As part of efforts to accelerate the diversification of Nigeria’s monolithic economy, Fidelity Bank Plc, one of the nation’s most capitalised financial institutions, Lagos Business School (LBS) and the Nigerian Export Promotion Council (NEPC) has entered into a tripartite agreement aimed at enhancing the export readiness of Micro Small and Medium Enterprises (MSMEs) through a robust capacity building initiative. Dubbed Export Management Programme (EMP), this laudable initiative is designed specifically to provide impactful, world-class training needed to improve the competitiveness of Nigerian enterprises, particular export-oriented businesses in global markets.
Speaking during the press briefing heralding the signing of the tripartite agreement in Lagos on Tuesday, Managing Director/Chief Executive Officer, Fidelity Bank Plc, Nnamdi Okonkwo said the pact was significant in view of the prevalent economic downturn triggered off by the steep decline in global oil prices and ensuing capital controls by the apex bank. Okonkwo, who was also a guest speaker at the Fidelity SME Forum, a weekly radio talk-show programme sponsored by the Bank stated, “Long before the global oil price debacle, we had seen the need for the diversification of the Nigerian economy and the opportunities it portend for many MSMEs. To that end, we had renewed our focus on the MSME segment”.
The Fidelity boss said the lender has earmarked a N30 billion financing line for Nigerian MSMEs engaged in exports. As further proof of the financial institution’s unwavering commitment to the growth and expansion of the economy, Okonkwo disclosed that the lender is collaborating with NEPC and LBS to establish the Export Leadership Institute (ELI), the platform under which the EMP, a flagship export capacity development programme will run. Commenting on the rationale behind setting up the programme, Okonkwo explained that apart from credit, qualitative training and education is critical to MSMEs ability to compete favorably in the international markets.

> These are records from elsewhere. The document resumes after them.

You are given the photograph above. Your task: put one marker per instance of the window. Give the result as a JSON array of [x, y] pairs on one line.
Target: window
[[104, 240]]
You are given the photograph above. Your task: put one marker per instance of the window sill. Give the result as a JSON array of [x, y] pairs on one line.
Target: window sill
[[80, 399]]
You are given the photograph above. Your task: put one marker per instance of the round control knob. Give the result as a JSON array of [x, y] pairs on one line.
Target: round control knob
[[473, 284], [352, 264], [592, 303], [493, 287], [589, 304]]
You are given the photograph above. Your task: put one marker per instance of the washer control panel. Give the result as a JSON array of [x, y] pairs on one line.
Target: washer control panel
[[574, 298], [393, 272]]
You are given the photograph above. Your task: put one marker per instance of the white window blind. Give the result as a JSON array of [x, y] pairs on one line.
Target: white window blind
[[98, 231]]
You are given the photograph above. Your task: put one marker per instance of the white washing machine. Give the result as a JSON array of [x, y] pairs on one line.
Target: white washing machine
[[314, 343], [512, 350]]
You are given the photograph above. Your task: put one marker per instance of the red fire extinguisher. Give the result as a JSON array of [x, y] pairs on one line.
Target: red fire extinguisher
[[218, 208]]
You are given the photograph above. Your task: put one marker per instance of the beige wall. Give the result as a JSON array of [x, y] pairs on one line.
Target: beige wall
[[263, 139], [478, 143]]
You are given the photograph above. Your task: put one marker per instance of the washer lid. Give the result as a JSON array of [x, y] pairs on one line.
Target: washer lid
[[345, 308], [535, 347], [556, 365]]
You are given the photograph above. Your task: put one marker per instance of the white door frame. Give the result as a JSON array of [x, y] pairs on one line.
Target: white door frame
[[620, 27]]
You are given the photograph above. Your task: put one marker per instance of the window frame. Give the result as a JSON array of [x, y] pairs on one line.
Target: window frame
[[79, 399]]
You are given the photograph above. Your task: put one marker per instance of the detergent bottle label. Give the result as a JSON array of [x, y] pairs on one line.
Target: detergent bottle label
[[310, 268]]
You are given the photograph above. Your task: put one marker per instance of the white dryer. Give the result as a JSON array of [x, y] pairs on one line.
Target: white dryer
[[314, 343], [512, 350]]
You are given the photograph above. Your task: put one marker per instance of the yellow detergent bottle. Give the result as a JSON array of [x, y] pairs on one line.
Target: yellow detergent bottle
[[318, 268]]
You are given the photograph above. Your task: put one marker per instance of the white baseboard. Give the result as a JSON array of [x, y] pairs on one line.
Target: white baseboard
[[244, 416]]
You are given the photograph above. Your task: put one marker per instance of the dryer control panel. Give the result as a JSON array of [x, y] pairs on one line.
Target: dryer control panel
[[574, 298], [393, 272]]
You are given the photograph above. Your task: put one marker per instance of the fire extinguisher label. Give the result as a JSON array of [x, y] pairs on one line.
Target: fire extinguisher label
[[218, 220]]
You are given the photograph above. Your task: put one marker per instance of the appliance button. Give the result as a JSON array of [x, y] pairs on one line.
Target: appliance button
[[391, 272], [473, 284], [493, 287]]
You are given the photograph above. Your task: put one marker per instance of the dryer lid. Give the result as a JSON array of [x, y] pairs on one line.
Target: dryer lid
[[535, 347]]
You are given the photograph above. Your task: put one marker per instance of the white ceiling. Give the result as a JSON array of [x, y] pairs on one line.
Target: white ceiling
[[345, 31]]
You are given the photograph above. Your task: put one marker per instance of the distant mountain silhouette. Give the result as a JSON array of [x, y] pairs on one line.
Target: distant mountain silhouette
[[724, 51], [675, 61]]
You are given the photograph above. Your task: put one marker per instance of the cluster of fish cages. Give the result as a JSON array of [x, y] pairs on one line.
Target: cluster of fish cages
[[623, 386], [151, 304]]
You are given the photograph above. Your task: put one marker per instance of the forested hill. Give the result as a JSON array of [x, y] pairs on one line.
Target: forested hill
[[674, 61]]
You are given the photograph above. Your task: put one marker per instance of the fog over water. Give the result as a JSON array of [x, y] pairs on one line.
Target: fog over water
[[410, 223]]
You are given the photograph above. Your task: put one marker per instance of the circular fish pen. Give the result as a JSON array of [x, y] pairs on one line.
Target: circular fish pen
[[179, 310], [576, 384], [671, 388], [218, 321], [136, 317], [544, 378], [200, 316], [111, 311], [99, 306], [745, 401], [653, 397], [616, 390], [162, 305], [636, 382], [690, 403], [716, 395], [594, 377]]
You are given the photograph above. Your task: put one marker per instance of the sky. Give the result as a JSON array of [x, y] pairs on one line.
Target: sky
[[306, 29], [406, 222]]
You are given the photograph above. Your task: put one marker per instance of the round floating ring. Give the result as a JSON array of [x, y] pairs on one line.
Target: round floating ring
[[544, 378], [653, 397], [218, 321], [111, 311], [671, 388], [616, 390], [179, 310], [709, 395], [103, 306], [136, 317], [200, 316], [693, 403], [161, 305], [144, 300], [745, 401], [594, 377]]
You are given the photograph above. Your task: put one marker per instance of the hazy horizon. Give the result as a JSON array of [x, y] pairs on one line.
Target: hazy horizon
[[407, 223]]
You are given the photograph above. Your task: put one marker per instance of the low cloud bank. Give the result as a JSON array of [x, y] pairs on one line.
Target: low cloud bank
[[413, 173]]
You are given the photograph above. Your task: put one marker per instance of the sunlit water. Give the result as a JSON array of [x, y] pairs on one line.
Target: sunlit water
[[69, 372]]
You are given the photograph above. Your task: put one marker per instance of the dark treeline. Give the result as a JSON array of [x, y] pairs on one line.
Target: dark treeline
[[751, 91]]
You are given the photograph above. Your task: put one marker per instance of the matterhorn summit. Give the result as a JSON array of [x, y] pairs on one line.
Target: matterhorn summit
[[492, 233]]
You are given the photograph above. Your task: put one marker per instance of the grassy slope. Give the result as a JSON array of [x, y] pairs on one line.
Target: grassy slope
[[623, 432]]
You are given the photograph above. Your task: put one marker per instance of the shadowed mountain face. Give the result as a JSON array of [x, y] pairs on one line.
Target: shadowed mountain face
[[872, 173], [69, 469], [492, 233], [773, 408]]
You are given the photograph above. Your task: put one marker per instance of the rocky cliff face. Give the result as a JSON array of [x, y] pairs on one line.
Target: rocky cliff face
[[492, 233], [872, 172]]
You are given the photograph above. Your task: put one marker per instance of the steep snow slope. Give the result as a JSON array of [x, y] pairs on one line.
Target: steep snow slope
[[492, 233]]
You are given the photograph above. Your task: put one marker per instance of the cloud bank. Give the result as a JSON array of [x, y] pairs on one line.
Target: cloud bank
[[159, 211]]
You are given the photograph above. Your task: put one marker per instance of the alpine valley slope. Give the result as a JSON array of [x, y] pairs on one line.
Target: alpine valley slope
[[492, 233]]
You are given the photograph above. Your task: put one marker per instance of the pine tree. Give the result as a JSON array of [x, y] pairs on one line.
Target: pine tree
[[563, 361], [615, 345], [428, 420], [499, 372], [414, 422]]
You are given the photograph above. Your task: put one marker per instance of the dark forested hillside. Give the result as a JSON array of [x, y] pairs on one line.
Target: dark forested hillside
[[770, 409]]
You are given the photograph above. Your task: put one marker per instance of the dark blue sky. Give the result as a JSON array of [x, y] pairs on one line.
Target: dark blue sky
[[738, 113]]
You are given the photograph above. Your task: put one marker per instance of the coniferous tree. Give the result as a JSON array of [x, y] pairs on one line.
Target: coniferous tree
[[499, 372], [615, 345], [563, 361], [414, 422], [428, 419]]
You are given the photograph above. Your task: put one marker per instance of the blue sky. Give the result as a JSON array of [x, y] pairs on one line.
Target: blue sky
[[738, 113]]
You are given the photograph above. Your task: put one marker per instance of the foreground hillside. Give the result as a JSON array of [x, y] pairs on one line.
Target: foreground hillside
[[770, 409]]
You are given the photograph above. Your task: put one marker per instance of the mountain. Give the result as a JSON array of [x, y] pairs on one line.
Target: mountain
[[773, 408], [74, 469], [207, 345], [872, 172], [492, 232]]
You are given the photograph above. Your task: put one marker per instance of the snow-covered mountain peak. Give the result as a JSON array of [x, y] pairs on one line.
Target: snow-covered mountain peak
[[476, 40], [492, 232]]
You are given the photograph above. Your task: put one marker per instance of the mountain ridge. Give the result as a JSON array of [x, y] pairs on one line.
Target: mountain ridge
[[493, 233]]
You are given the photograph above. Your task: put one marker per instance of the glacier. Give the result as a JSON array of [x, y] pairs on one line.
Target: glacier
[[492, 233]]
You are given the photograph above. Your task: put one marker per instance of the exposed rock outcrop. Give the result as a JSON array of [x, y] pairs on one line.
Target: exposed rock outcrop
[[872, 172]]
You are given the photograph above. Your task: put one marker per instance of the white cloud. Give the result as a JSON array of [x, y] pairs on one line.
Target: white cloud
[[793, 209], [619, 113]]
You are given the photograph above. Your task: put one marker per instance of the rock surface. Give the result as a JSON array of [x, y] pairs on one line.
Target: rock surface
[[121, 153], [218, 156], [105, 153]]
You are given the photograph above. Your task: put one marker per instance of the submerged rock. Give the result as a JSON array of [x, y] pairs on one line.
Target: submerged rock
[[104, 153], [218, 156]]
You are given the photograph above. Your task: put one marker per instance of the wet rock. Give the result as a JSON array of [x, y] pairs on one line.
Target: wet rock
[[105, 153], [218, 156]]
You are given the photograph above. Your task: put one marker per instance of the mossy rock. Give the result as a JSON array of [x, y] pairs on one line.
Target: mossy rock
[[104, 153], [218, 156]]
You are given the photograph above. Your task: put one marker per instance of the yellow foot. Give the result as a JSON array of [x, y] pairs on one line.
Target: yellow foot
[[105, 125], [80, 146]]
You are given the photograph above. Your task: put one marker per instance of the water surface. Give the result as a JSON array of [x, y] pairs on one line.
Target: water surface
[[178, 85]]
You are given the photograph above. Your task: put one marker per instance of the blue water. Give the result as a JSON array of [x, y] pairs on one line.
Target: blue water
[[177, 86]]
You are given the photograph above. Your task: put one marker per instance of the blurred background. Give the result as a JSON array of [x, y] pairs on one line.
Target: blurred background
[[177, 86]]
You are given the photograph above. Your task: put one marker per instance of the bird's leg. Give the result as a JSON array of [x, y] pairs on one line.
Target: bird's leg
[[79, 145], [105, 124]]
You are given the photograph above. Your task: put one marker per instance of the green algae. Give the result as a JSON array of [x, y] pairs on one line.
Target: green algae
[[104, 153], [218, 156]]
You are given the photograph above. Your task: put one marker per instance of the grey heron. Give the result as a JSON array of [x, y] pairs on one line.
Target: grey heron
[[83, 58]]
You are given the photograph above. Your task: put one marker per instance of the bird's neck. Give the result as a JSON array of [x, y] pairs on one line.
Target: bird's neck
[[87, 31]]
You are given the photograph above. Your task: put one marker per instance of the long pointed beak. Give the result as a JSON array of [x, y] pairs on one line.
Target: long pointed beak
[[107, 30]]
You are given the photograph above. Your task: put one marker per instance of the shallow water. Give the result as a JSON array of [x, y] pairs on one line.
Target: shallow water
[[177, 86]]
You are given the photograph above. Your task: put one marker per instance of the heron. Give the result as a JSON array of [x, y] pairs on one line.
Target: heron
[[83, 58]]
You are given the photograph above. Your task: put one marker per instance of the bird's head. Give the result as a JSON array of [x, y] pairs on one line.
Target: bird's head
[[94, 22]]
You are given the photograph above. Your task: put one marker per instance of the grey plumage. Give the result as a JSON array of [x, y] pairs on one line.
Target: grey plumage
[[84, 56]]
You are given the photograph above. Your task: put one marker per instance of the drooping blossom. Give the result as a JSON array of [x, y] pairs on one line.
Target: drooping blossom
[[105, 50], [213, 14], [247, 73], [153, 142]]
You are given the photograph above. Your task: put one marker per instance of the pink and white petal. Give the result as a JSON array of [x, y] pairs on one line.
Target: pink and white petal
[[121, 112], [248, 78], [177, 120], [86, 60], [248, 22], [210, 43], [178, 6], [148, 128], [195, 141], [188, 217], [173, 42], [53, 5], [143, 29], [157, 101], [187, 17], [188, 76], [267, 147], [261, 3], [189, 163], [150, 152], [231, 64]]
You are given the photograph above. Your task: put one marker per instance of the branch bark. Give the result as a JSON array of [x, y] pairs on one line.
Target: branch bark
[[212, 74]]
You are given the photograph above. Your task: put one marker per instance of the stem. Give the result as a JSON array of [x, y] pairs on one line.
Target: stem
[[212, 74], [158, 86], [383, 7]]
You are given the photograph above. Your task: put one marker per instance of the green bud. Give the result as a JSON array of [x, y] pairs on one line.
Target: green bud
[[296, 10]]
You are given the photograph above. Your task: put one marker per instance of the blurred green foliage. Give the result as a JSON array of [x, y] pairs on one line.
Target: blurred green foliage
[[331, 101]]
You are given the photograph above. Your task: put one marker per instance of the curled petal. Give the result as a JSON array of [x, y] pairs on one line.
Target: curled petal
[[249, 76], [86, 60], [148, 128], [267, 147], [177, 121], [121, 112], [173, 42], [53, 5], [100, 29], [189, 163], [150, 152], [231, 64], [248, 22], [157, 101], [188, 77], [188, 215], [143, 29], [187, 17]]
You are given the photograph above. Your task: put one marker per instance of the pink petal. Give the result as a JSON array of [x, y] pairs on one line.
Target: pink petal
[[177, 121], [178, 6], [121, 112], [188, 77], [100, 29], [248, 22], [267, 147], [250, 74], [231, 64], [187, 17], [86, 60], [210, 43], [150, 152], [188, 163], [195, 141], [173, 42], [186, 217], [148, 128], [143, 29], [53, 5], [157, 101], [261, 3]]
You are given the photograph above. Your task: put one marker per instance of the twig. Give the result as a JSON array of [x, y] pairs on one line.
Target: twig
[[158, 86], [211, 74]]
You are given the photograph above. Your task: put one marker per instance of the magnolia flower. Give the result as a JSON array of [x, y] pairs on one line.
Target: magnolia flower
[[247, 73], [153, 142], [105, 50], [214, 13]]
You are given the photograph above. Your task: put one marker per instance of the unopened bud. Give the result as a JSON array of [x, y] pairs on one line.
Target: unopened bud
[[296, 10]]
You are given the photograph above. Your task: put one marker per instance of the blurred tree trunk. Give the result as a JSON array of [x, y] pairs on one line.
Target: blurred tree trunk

“Our choice of LBS as strategic partners in this project is deliberate as the institution is the undisputed centre of excellence for enterprise development in Nigeria. Our choice of NEPC as a partner to this initiative is informed by the overarching role it plays in export promotion in Nigeria”, he explained.
Speaking in the same vein, Chief Executive Officer, NEPC, Segun Awolowo, pointed out that increasing Nigeria’s non-oil exports offers the best possible route to inclusive growth. According to him, Nigeria’s export progress and potentials are phenomenal. “Over $300 million was generated from cashew exports in 2015 alone. We have so many products to offer but we need to scale up production and capacity”, Awolowo added.
The NEPC boss, however emphasised the importance of training as a way of boosting exports, noting that Australia had improved the number of exporters from 4,000 to 50,000 in one month with a similar kind of training. On his own part, the Dean of the LBS, Dr Enase Okonedo, who was represented by Dr. Frank Ojadi, said that the ELI programme will be in two parts, one for established exporters and another for fresh and intending exporters. Meanwhile, Okonkwo said that the bank has so far disbursed N2 billion to 120 customers as part of the Central Bank of Nigeria’s N220 billion MSME Development Fund.